Using optical cameras with the option of registering projections of an atlas to the optical images is a cost-effective method and has many advantages over scan planning using an additional CT scan. First, the limited tissue contrast in a CT scan may hamper accurate localization for many organs, whereas our atlas images are already presegmented. Furthermore, X-ray imaging exposes the animal to an extra radiation dose [2729]. Another advantage of recording optical images is that, after correcting for differences in positioning and distortion of the lens, they can be related directly to images obtained using other optical modalities such as bioluminescence or fluorescence. Additional CT scans or scans from other anatomic modalities can be useful in particular for the localization of activity in unknown internal structures such as a tumour.

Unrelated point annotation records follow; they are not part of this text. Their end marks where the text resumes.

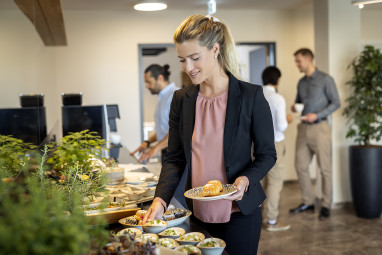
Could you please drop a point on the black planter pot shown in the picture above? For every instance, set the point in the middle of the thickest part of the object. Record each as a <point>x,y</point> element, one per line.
<point>366,180</point>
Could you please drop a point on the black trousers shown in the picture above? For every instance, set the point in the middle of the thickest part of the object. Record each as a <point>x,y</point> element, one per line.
<point>241,233</point>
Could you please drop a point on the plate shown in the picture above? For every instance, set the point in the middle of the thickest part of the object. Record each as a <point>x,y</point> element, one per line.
<point>196,193</point>
<point>171,223</point>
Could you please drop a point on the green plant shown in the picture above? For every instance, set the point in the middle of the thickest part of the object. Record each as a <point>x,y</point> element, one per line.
<point>77,162</point>
<point>78,149</point>
<point>34,218</point>
<point>14,154</point>
<point>364,109</point>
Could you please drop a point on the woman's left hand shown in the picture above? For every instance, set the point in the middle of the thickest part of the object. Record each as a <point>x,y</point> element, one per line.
<point>241,184</point>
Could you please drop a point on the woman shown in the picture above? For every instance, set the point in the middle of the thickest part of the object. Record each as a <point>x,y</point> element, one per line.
<point>213,127</point>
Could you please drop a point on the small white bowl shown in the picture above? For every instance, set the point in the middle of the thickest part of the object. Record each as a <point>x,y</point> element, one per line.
<point>168,242</point>
<point>178,232</point>
<point>135,195</point>
<point>182,247</point>
<point>125,231</point>
<point>191,238</point>
<point>212,250</point>
<point>148,237</point>
<point>153,227</point>
<point>149,192</point>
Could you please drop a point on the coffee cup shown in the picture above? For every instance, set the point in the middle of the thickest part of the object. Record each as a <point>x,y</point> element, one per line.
<point>299,107</point>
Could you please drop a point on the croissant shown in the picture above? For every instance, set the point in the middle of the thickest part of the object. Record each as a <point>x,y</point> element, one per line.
<point>210,190</point>
<point>217,183</point>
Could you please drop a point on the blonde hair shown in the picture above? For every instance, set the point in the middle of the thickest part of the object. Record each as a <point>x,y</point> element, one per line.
<point>208,31</point>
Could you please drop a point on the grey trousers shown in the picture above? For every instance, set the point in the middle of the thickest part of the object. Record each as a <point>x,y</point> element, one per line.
<point>314,139</point>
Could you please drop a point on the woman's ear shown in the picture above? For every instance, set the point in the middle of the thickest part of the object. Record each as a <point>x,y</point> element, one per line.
<point>216,49</point>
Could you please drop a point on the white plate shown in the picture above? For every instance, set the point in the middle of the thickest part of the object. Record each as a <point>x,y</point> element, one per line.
<point>176,222</point>
<point>171,223</point>
<point>196,193</point>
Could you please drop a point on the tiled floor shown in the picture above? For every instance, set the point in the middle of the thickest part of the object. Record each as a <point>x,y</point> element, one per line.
<point>342,234</point>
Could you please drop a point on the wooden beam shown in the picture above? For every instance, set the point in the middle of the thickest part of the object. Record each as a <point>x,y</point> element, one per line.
<point>47,18</point>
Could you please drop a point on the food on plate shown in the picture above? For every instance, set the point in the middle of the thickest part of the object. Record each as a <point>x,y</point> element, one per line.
<point>156,223</point>
<point>168,242</point>
<point>210,190</point>
<point>210,243</point>
<point>172,232</point>
<point>131,221</point>
<point>149,237</point>
<point>217,183</point>
<point>139,214</point>
<point>193,236</point>
<point>130,231</point>
<point>174,213</point>
<point>188,249</point>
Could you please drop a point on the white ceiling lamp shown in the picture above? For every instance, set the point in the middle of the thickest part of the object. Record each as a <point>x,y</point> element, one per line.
<point>361,3</point>
<point>149,7</point>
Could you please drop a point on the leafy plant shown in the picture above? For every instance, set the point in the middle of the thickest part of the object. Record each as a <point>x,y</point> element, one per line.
<point>364,110</point>
<point>77,150</point>
<point>14,154</point>
<point>34,217</point>
<point>76,162</point>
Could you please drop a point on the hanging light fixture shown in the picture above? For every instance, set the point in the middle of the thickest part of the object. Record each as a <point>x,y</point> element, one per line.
<point>154,6</point>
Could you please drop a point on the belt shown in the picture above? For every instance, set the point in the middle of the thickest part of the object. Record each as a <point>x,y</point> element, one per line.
<point>316,122</point>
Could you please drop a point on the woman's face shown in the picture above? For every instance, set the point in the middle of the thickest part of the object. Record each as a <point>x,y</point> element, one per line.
<point>197,61</point>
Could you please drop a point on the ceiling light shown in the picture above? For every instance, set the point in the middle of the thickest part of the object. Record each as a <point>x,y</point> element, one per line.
<point>150,7</point>
<point>361,3</point>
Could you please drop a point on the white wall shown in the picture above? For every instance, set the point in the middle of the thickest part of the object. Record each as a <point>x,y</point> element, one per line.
<point>169,57</point>
<point>101,59</point>
<point>26,65</point>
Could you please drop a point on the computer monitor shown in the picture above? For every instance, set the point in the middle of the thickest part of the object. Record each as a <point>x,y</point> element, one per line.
<point>27,123</point>
<point>112,114</point>
<point>79,118</point>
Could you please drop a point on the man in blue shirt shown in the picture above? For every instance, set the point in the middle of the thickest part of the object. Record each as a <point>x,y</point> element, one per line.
<point>157,81</point>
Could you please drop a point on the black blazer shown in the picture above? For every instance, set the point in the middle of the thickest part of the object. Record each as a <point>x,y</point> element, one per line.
<point>248,122</point>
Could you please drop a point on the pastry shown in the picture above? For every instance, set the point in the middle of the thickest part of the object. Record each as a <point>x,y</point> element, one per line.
<point>139,214</point>
<point>210,190</point>
<point>216,182</point>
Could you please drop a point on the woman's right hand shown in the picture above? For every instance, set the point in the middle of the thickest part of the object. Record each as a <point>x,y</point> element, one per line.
<point>155,211</point>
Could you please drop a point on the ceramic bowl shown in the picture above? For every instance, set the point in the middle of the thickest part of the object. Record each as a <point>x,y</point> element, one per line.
<point>135,195</point>
<point>133,231</point>
<point>149,192</point>
<point>168,242</point>
<point>211,242</point>
<point>191,238</point>
<point>155,226</point>
<point>173,233</point>
<point>127,222</point>
<point>188,249</point>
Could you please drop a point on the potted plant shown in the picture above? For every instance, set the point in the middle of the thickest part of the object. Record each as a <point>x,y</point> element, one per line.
<point>77,163</point>
<point>364,113</point>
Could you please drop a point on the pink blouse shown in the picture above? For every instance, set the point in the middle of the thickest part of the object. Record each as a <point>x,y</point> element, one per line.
<point>208,155</point>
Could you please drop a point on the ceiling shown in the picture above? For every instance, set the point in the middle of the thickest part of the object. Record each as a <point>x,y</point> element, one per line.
<point>176,4</point>
<point>127,5</point>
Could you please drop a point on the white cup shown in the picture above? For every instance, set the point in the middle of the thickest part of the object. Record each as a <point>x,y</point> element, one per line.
<point>298,107</point>
<point>115,138</point>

In this study we used a basic atlas containing brain, heart, lungs, liver, spleen and kidneys, based on a mouse MRI scan. In practice, the localization of the organs worked well in most scans, especially since the posture of the animal was chosen to be close to that of the mouse in the MRI scan. More extensive in vivo position verification may be an interesting subject for future studies. In addition, atlases and anatomical images based on MRI or other modalities are being created, in which the animals can be placed in many different postures. Furthermore, other atlases of mice and rats are available [3035]. Even when using accurate atlases, small localization errors may remain as a result of individual differences or pathologies. An atlas that can be automatically deformed to match the optical image, based on thin-plate spline deformations, is currently being investigated [36, 37].

Conclusion

Focused multi-pinhole geometries combined with an XYZ translation stage give the opportunity to acquire a high number of counts from the organ of interest. As a result, much smaller pinholes can be used to obtain ultra-high-resolution SPECT images or images with reduced noise. The results of the present study show that count yield increases dramatically when targeting is applied, which results in new opportunities for fast dynamic imaging of tumours or organs. This new method could also be applied to increasing throughput or to reducing radiation doses. We have developed a fast and user-friendly tool for estimating organ positions based on optical images and optional atlases. This tool allows maximal benefit to be obtained from the unique advantages of SPECT with focused multi-pinhole collimators.